For the next five years, UCSB will house the University of California Institute for Research in the Arts (UCIRA), which means more money for local students to express themselves.

The institute, an arts program that moves between campuses in the UC system, provides around two dozen grants per year – ranging from $500 to $25,000 – to fund University faculty and student art projects. The institute, previously housed at UC Irvine and UCLA, will move into the Interdisciplinary Humanities Center (IHC) at UCSB on July 1. David Marshall, dean of the Division of Humanities and Fine Arts, said hosting UCIRA will benefit the university.

“The [institute] will help our campus in several ways: It will raise the profile of this campus, attract faculties, host conferences, benefit our curriculum and tie us more to other campuses,” he said. “It will add to the reputation of the place as cutting edge of the arts.”

The institute, previously known as the Intercampus Arts Program, was named as a “research” program six years ago to promote art as a legitimate field of research. The program’s policy board, composed of UC faculty, meets once a year to allot grants. Previous projects include “Ayo’s Journey,” directed by Ellen K. Anderson of the UCSB Dept. of Dramatic Art, as well as “Extra/ordinary Bodies: Dance Beyond Disability” by Catherine Cole, a UCSB Dramatic Art professor.

UCSB Chancellor Henry Yang said he felt the campus could provide the “bolder vision” that the UC Office of the President called for when it sought a new home for the institute.

“The institute will help to raise the profile of the arts on the UCSB campus, and stimulate collaborations among the Arts & Lectures and the [University] Art Museum, as well as art institutions in the Santa Barbara area,” Yang said. “It is likely that more visiting artists will come to campus and that the campus will host systemwide conferences, workshops, performances and exhibitions.”

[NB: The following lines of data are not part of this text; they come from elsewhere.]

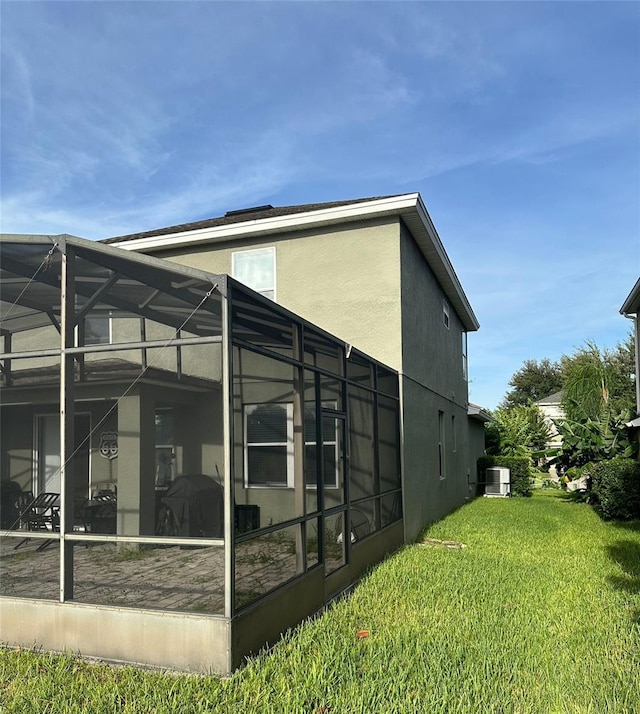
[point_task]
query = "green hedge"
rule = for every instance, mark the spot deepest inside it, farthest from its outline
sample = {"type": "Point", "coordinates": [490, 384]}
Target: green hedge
{"type": "Point", "coordinates": [615, 488]}
{"type": "Point", "coordinates": [520, 469]}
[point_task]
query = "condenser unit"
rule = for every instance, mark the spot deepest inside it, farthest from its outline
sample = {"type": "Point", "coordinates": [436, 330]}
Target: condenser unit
{"type": "Point", "coordinates": [498, 482]}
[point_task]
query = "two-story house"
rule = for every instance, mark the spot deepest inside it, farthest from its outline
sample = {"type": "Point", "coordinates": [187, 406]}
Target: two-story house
{"type": "Point", "coordinates": [190, 467]}
{"type": "Point", "coordinates": [375, 273]}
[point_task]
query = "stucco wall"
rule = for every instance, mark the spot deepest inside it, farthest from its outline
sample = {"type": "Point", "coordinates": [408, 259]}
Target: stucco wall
{"type": "Point", "coordinates": [345, 280]}
{"type": "Point", "coordinates": [432, 382]}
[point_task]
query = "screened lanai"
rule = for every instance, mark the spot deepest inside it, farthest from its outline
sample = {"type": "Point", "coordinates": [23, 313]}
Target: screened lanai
{"type": "Point", "coordinates": [182, 460]}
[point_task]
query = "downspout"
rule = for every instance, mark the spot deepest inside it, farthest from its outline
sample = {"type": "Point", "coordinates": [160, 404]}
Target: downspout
{"type": "Point", "coordinates": [636, 332]}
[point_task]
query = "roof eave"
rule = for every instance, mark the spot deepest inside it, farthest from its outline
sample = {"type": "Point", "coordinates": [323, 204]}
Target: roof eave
{"type": "Point", "coordinates": [408, 206]}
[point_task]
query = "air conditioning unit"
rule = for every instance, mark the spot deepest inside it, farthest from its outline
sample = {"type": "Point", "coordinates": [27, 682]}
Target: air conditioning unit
{"type": "Point", "coordinates": [498, 482]}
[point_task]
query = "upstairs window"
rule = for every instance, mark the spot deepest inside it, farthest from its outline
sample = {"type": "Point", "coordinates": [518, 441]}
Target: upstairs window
{"type": "Point", "coordinates": [256, 269]}
{"type": "Point", "coordinates": [97, 330]}
{"type": "Point", "coordinates": [465, 365]}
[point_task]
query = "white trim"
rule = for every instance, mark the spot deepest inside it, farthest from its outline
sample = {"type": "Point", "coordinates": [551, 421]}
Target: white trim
{"type": "Point", "coordinates": [277, 224]}
{"type": "Point", "coordinates": [289, 444]}
{"type": "Point", "coordinates": [266, 249]}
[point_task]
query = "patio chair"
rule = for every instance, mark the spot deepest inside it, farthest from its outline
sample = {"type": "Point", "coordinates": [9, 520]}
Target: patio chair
{"type": "Point", "coordinates": [41, 514]}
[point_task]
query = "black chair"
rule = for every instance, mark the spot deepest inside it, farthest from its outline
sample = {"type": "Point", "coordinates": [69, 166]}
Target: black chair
{"type": "Point", "coordinates": [42, 513]}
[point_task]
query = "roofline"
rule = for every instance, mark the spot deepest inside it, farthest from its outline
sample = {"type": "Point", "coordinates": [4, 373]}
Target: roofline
{"type": "Point", "coordinates": [407, 206]}
{"type": "Point", "coordinates": [631, 305]}
{"type": "Point", "coordinates": [474, 411]}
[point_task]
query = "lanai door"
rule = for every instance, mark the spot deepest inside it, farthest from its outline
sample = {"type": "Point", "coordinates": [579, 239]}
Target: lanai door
{"type": "Point", "coordinates": [48, 454]}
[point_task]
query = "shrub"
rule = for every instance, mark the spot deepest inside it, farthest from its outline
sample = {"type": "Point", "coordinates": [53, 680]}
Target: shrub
{"type": "Point", "coordinates": [520, 469]}
{"type": "Point", "coordinates": [616, 488]}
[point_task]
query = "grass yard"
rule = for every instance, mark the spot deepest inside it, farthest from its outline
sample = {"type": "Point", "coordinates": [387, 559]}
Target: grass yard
{"type": "Point", "coordinates": [540, 612]}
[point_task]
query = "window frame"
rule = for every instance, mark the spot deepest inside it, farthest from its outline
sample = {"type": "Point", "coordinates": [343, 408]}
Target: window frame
{"type": "Point", "coordinates": [109, 341]}
{"type": "Point", "coordinates": [236, 257]}
{"type": "Point", "coordinates": [289, 445]}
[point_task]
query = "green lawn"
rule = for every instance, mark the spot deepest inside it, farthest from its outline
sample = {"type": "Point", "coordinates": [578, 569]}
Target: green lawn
{"type": "Point", "coordinates": [539, 613]}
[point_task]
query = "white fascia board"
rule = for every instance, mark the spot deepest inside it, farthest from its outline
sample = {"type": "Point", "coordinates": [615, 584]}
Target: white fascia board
{"type": "Point", "coordinates": [278, 224]}
{"type": "Point", "coordinates": [631, 305]}
{"type": "Point", "coordinates": [442, 267]}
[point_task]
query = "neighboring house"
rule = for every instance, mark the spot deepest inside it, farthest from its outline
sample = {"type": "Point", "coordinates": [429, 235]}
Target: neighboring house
{"type": "Point", "coordinates": [551, 407]}
{"type": "Point", "coordinates": [219, 464]}
{"type": "Point", "coordinates": [374, 272]}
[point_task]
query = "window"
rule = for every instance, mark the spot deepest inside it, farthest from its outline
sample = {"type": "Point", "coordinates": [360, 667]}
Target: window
{"type": "Point", "coordinates": [441, 445]}
{"type": "Point", "coordinates": [268, 453]}
{"type": "Point", "coordinates": [268, 456]}
{"type": "Point", "coordinates": [445, 314]}
{"type": "Point", "coordinates": [97, 330]}
{"type": "Point", "coordinates": [465, 368]}
{"type": "Point", "coordinates": [256, 269]}
{"type": "Point", "coordinates": [165, 455]}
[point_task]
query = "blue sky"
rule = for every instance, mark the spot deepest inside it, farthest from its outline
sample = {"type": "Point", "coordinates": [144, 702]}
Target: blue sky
{"type": "Point", "coordinates": [518, 122]}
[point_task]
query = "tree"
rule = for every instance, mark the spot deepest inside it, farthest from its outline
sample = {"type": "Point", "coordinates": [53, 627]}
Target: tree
{"type": "Point", "coordinates": [517, 431]}
{"type": "Point", "coordinates": [596, 380]}
{"type": "Point", "coordinates": [532, 382]}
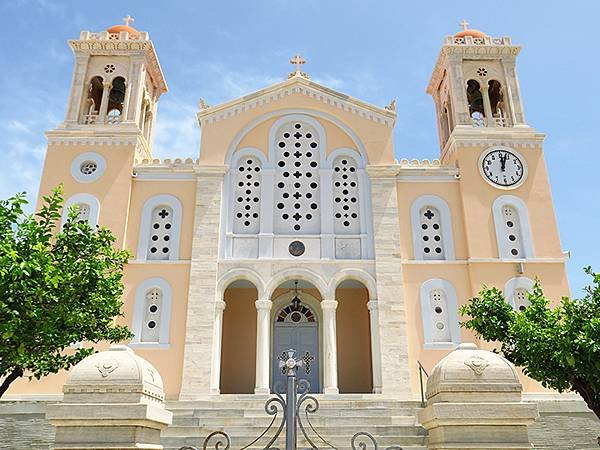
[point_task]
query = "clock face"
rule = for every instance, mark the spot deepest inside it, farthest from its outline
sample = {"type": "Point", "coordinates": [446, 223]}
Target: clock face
{"type": "Point", "coordinates": [502, 167]}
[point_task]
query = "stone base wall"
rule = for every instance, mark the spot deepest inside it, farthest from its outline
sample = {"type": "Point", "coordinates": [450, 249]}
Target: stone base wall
{"type": "Point", "coordinates": [562, 425]}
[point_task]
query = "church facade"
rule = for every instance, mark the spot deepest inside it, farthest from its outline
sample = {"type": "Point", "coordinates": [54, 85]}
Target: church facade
{"type": "Point", "coordinates": [295, 227]}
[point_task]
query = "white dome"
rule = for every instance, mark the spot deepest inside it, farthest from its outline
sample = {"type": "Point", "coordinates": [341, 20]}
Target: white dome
{"type": "Point", "coordinates": [475, 374]}
{"type": "Point", "coordinates": [118, 370]}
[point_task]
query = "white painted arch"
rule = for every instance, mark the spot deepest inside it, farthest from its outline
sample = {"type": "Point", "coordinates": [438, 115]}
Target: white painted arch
{"type": "Point", "coordinates": [298, 273]}
{"type": "Point", "coordinates": [359, 275]}
{"type": "Point", "coordinates": [237, 274]}
{"type": "Point", "coordinates": [285, 116]}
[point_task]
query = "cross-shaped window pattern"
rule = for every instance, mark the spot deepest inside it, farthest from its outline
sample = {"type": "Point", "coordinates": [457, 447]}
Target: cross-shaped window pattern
{"type": "Point", "coordinates": [152, 314]}
{"type": "Point", "coordinates": [246, 199]}
{"type": "Point", "coordinates": [297, 185]}
{"type": "Point", "coordinates": [345, 196]}
{"type": "Point", "coordinates": [159, 244]}
{"type": "Point", "coordinates": [431, 242]}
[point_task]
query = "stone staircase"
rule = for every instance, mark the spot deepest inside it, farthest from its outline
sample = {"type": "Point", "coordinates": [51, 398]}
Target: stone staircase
{"type": "Point", "coordinates": [391, 422]}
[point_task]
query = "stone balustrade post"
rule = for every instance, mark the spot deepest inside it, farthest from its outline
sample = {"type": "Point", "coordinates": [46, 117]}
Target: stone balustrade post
{"type": "Point", "coordinates": [474, 402]}
{"type": "Point", "coordinates": [113, 399]}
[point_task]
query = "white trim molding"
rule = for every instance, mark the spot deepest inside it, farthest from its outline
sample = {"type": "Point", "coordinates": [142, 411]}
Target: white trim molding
{"type": "Point", "coordinates": [524, 228]}
{"type": "Point", "coordinates": [446, 224]}
{"type": "Point", "coordinates": [138, 313]}
{"type": "Point", "coordinates": [452, 313]}
{"type": "Point", "coordinates": [144, 231]}
{"type": "Point", "coordinates": [92, 157]}
{"type": "Point", "coordinates": [89, 200]}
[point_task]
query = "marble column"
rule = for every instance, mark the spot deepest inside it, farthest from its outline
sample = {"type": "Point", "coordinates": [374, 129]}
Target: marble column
{"type": "Point", "coordinates": [263, 341]}
{"type": "Point", "coordinates": [106, 87]}
{"type": "Point", "coordinates": [215, 370]}
{"type": "Point", "coordinates": [372, 305]}
{"type": "Point", "coordinates": [487, 105]}
{"type": "Point", "coordinates": [330, 379]}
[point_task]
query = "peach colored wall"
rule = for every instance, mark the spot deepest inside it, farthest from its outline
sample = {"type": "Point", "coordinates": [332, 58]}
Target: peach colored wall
{"type": "Point", "coordinates": [184, 191]}
{"type": "Point", "coordinates": [353, 341]}
{"type": "Point", "coordinates": [468, 280]}
{"type": "Point", "coordinates": [479, 196]}
{"type": "Point", "coordinates": [449, 191]}
{"type": "Point", "coordinates": [168, 362]}
{"type": "Point", "coordinates": [218, 135]}
{"type": "Point", "coordinates": [112, 189]}
{"type": "Point", "coordinates": [239, 341]}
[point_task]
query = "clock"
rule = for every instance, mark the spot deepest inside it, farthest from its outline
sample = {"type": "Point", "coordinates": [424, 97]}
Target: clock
{"type": "Point", "coordinates": [503, 167]}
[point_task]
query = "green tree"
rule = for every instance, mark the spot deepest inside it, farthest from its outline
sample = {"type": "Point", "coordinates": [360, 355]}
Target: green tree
{"type": "Point", "coordinates": [57, 287]}
{"type": "Point", "coordinates": [559, 347]}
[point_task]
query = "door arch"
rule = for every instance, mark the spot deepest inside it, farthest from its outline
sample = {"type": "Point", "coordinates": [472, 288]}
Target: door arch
{"type": "Point", "coordinates": [296, 325]}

The Office of the President, which annually allocates $170,000 to UCIRA, issued a request in November for proposals, seeking to find a new UC campus to house the institute.

Marshall said in a press release that the UCIRA selection committee chose UCSB because its campus interdisciplinary programs best accommodated the new direction of the institute. Marshall, Art professor Kim Yasuda and Film Studies professor Dick Hebdige, director of the IHC, submitted UCSB’s bid.

“The UCSB proposal has the strongest evidence of community support, from arts and art-supportive programs on and off campus,” Marshall stated in the press release April 8.

Yasuda said UCSB proposes to develop relationships internationally through the Education Abroad Program, promote geographic on-site specific research and encourage collaboration among artists from different UC campuses. She said UCIRA serves a practical purpose as well as an artistic one.

“[The institute] serves as a link and conduit between research and applied applications, preserving creative enterprises, [promoting] problem solving projects integrated in education,” Yasuda said.

After the five-year period ends, Marshall said the UC will review UCSB’s handling of the institute to determine if the campus will continue to house the research organization.